= Doji =

Common pattern in financial analysis

The doji (どうじ 同事) is a commonly found pattern in a candlestick chart of financially traded assets (stocks, bonds, futures, etc.) in technical analysis. A Doji forms when the open and close of a candlestick are equal, or very close to equal.
Considered a neutral formation suggesting indecision between buyers and sellers–bullish or bearish bias depends on previous price swing, or trend.
Length of upper and lower shadows (wicks and tails) may vary giving the appearance of a plus sign, cross, or inverted cross.
It is characterized by being small in length—meaning a small trading range—with an opening and closing price that are virtually equal. The efficacy of technical analysis is disputed by the efficient-market hypothesis, which states that stock market prices are essentially unpredictable.

The doji represents indecision in the market. A doji is not as significant if the market is not clearly trending, as non-trending markets are inherently indicative of indecision. If the doji forms in an uptrend or downtrend, this is normally seen as significant, as it is a signal that the buyers are losing conviction when formed in an uptrend and a signal that sellers are losing conviction if seen in a downtrend.

==Types of Doji==

Neutral: Dojis form when the opening and closing prices are virtually equal. Alone, dojis are neutral patterns.
Long-Legged: This doji reflects a great amount of indecision about the future direction of the underlying asset.
Gravestone: The long upper shadow suggests that the direction of the trend may be nearing a major turning point.

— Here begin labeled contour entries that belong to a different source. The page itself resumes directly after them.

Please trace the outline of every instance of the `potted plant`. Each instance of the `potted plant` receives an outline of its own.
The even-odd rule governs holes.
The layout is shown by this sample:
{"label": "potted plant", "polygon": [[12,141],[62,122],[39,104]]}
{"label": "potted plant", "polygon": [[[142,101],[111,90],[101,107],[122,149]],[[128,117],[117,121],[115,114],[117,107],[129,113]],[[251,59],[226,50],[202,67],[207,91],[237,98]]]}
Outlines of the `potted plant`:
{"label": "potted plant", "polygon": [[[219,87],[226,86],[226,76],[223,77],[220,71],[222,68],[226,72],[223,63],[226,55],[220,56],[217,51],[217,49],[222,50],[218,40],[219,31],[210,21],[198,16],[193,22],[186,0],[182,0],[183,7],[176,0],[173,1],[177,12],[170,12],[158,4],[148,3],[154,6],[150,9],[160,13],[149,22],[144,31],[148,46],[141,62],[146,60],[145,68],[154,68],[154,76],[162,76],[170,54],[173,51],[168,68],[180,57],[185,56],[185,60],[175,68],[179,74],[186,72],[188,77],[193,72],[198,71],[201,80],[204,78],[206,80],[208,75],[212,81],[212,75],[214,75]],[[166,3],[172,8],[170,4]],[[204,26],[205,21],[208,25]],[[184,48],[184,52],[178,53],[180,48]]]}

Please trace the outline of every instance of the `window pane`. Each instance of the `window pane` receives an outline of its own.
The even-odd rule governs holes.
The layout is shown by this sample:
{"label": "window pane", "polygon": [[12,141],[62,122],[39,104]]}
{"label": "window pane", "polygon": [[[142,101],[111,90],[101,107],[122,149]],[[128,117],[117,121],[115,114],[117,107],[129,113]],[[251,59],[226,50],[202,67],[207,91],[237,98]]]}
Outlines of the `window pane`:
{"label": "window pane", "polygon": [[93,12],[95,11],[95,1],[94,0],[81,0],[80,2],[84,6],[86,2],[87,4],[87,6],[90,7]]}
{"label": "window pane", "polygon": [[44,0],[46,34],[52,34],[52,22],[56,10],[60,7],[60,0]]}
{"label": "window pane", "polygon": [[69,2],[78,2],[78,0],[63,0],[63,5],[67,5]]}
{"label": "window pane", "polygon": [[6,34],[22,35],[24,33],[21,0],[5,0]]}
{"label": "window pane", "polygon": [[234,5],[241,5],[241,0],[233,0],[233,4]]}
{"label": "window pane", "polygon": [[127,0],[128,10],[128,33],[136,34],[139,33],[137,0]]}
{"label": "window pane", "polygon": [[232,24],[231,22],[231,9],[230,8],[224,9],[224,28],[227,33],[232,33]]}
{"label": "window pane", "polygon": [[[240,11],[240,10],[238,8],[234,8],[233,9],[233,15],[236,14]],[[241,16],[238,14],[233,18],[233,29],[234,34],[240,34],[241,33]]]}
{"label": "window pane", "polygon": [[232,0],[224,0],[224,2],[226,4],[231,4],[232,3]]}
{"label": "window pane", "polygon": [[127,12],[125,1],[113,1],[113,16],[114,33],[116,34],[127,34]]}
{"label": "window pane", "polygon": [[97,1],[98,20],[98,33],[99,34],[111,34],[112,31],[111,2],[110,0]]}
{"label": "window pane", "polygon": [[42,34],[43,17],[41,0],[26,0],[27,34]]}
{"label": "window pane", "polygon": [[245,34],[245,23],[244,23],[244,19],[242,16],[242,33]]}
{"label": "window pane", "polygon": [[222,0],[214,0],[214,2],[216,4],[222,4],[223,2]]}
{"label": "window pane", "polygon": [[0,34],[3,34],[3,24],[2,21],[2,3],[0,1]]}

It is formed when the opening and closing price of the underlying asset are equal and occur at the low of the day.
Dragonfly: The long lower shadow suggests that the direction of the trend may be nearing a major turning point. It is formed when the opening and closing price of the underlying asset are equal and occur at the high of the day.

A doji is a key trend reversal indicator. This is particularly true when there is a high trading volume following an extended move in either direction. When a market has been in an uptrend and trades to a higher high than the previous three trading days, fails to hold that high, and closes in the lower 10% of that day's trading range, there is a high probability of a downtrend in the ensuing days. Likewise, when the market has been in a downtrend and trades to a new low that's lower than the three previous trading days, fails to hold that low, and closes in the upper 10% of that day's trading range, there is a high probability of an uptrend in the ensuing days.

== Uses of the Doji indicator ==
A Doji indicator is mostly used in patterns, and it is actually a neutral pattern itself. Thus, when used alone, it doesn't provide reliable signals. By itself, the Doji candlestick only shows that investors are in doubt. However, there are main patterns that can be easily found on the chart.

Specifically, there are two patterns purportedly providing trend confirmation:

- The morning Doji star is a three-candlestick pattern that works in a strong downtrend. If, after a long bearish candle, there is a gap down and a formation of the Doji candlestick, it's a signal of possible reversal up. In order to confirm this, the third candle should be bullish and open with a gap up covering the previous gap down.
- The evening Doji star is the opposite of the morning Doji star. So, it works in a strong uptrend. A big bullish candle should be followed by a Doji one with a gap up. The trend reversal is confirmed if the third candle is bearish and opens with a gap down that covers the previous gap up.